Appunto per tale grinta, non disgiunta da una notevole preparazione sui temi da trattare, Armando fu sempre stimato ma anche temuto dato il suo carattere fermo e deciso, difficilmente plasmabile.
Un suo atto incredibile fu allorquando venne arrestato il Capitano del Reparto Celere di Padova Salvatore Margherito per la sua denuncia circa le violenze e l’uso di manganelli proibiti di quel Reparto, si autodenunciò per avere fatto le stesse dichiarazioni. Fortunatamente non fu perseguito in quanto allora era ancora vigente il Codice Penale Militare che lo poteva colpire duramente.
Ecco, in poche e semplici parole, ho spiegato chi mi ha guidato e chi ha guidato il sindacato ad Imperia con il suo esempio quotidiano nelle lotte sindacali, ma ha guidato molti colleghi che ancora oggi lo piangono. Rimane evidente che i suoi desideri di essere cremato e di raggiungere il mare aperto senza troppe ricorrenze, non possono sottrarre, noi primi Carbonari del Movimento, a ricordarlo a breve con una giornata cittadina a sua memoria. L’unica mia amarezza è quella che, come a tutti i grandi personaggi, spesso accade di non essere tenuto in giuste considerazioni dagli organi sindacali centrali.
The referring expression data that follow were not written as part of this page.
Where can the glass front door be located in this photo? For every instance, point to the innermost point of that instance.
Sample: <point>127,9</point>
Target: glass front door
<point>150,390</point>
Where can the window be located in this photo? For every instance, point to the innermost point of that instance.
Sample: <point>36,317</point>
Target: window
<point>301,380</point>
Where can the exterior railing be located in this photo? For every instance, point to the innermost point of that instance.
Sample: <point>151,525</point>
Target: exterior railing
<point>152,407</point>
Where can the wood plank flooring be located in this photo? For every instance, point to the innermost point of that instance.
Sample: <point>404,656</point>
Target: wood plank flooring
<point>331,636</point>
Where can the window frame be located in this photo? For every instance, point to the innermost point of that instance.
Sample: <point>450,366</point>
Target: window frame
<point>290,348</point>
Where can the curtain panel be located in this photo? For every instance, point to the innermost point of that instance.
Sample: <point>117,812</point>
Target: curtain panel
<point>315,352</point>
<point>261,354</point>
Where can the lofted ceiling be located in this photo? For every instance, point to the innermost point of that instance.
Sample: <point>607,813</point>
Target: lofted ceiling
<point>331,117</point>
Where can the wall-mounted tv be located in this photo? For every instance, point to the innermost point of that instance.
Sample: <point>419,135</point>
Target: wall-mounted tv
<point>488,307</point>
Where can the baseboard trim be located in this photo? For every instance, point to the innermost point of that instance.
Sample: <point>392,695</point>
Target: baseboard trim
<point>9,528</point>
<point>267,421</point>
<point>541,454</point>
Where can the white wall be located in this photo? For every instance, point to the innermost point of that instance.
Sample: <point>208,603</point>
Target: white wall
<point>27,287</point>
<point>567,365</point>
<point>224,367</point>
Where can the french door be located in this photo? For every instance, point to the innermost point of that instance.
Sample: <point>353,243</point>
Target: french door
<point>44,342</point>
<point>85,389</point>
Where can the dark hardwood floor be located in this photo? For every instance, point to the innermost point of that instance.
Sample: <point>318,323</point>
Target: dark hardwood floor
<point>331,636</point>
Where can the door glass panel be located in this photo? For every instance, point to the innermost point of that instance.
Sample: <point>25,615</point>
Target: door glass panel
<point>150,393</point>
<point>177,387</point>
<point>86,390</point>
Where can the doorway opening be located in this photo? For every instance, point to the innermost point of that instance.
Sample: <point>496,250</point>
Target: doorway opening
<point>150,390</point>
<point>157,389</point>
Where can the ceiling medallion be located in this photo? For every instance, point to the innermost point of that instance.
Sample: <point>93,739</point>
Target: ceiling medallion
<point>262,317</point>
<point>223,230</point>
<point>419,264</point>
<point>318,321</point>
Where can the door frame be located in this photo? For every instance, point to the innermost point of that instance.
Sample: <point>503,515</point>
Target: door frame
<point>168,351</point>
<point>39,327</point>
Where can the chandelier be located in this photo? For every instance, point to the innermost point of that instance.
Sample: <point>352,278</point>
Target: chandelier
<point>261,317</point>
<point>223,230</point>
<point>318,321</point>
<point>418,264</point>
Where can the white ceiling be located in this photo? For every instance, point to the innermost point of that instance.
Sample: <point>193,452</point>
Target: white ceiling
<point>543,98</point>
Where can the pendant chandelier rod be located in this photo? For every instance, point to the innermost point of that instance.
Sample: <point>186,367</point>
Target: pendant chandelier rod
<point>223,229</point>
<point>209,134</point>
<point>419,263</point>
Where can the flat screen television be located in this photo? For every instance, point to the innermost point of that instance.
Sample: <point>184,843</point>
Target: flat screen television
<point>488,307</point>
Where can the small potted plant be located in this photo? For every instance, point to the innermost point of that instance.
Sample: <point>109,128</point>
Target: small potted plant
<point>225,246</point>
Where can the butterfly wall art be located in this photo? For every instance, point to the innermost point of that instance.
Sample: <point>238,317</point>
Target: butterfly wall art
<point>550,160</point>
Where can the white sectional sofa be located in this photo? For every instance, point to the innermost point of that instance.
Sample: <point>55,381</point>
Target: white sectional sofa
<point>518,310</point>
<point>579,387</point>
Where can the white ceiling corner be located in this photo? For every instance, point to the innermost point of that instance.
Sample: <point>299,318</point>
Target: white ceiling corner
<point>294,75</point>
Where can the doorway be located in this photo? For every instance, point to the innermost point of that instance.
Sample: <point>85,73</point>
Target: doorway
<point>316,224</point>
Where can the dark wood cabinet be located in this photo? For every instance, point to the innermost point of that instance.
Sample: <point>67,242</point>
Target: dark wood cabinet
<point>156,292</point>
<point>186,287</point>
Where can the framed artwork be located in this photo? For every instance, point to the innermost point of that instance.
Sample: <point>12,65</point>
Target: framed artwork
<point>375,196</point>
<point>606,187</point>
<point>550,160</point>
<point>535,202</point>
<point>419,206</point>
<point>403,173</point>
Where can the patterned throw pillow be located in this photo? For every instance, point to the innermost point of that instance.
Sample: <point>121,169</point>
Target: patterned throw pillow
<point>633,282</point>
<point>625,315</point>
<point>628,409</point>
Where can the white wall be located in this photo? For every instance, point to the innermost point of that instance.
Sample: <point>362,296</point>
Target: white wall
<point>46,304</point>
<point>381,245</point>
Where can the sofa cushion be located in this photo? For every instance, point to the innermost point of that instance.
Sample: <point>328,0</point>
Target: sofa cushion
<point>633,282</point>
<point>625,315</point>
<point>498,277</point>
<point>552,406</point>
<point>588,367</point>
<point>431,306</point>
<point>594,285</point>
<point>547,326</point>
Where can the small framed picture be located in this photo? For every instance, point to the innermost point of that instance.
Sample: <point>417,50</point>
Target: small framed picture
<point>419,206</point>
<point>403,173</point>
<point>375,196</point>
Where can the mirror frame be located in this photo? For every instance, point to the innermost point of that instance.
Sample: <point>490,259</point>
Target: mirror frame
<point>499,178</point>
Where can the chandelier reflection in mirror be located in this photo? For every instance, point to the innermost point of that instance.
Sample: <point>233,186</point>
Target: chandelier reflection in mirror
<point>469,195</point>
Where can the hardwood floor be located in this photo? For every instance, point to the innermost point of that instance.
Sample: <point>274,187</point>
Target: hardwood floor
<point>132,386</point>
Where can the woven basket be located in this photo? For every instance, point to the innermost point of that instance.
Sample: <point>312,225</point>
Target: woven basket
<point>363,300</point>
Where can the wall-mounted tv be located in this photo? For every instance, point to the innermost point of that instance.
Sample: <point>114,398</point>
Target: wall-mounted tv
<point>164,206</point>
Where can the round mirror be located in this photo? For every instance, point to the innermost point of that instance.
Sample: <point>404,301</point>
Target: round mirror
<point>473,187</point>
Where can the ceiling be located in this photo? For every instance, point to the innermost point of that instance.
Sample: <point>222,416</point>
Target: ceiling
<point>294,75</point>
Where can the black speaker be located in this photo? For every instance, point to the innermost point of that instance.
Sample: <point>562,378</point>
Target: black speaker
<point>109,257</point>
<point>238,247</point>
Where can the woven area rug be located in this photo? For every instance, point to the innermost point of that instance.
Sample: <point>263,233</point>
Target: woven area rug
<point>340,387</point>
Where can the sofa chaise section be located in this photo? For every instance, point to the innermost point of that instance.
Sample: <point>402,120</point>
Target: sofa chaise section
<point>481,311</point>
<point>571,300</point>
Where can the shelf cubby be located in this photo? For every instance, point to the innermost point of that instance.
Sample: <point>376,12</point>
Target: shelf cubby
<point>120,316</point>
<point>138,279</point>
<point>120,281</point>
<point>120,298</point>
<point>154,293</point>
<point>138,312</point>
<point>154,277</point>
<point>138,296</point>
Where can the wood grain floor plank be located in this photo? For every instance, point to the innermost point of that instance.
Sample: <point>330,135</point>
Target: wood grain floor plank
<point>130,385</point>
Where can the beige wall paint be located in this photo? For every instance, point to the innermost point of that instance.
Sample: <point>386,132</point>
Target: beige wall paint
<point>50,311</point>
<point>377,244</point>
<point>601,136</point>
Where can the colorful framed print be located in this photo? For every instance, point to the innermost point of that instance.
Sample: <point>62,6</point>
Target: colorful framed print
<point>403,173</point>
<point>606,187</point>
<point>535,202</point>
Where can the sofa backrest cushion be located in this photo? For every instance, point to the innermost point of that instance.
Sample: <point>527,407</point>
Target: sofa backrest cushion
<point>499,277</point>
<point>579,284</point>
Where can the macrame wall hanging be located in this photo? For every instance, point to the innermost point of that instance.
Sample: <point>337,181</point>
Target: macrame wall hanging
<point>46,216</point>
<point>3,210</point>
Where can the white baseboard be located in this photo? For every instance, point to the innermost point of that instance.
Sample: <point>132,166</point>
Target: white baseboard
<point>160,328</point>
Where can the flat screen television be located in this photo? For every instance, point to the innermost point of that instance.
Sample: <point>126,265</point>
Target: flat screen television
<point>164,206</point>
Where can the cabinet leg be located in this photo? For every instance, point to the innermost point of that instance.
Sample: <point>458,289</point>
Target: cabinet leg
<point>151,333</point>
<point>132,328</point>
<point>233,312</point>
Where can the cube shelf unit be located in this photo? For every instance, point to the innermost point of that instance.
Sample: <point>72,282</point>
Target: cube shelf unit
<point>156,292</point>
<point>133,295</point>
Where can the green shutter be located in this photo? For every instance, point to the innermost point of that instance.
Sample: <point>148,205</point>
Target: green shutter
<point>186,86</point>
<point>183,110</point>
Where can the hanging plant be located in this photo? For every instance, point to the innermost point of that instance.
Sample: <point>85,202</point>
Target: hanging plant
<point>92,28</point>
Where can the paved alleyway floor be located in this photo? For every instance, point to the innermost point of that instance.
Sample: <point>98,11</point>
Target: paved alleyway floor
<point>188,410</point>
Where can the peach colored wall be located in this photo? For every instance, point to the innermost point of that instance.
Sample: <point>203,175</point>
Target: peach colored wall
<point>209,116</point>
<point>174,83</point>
Ma si capisce questa strategia. Gli Armando Fontana davano e danno fastidio perché si sono sempre posizionati fuori dal solito coro dei navigatori di cabotaggio e cioè dei carrieristi ad oltranza.
Ciao Maestro di vita, sarai ricordato dai tuoi amici e compagni di lotta come un baluardo invincibile e un fulgido esempio di coerenza assoluta.
Ti saluto con un aforisma del tuo amato filosofo Bertrand Russell. “L’etica è l’arte di raccomandare agli altri i sacrifici richiesti per cooperare con noi stessi ”.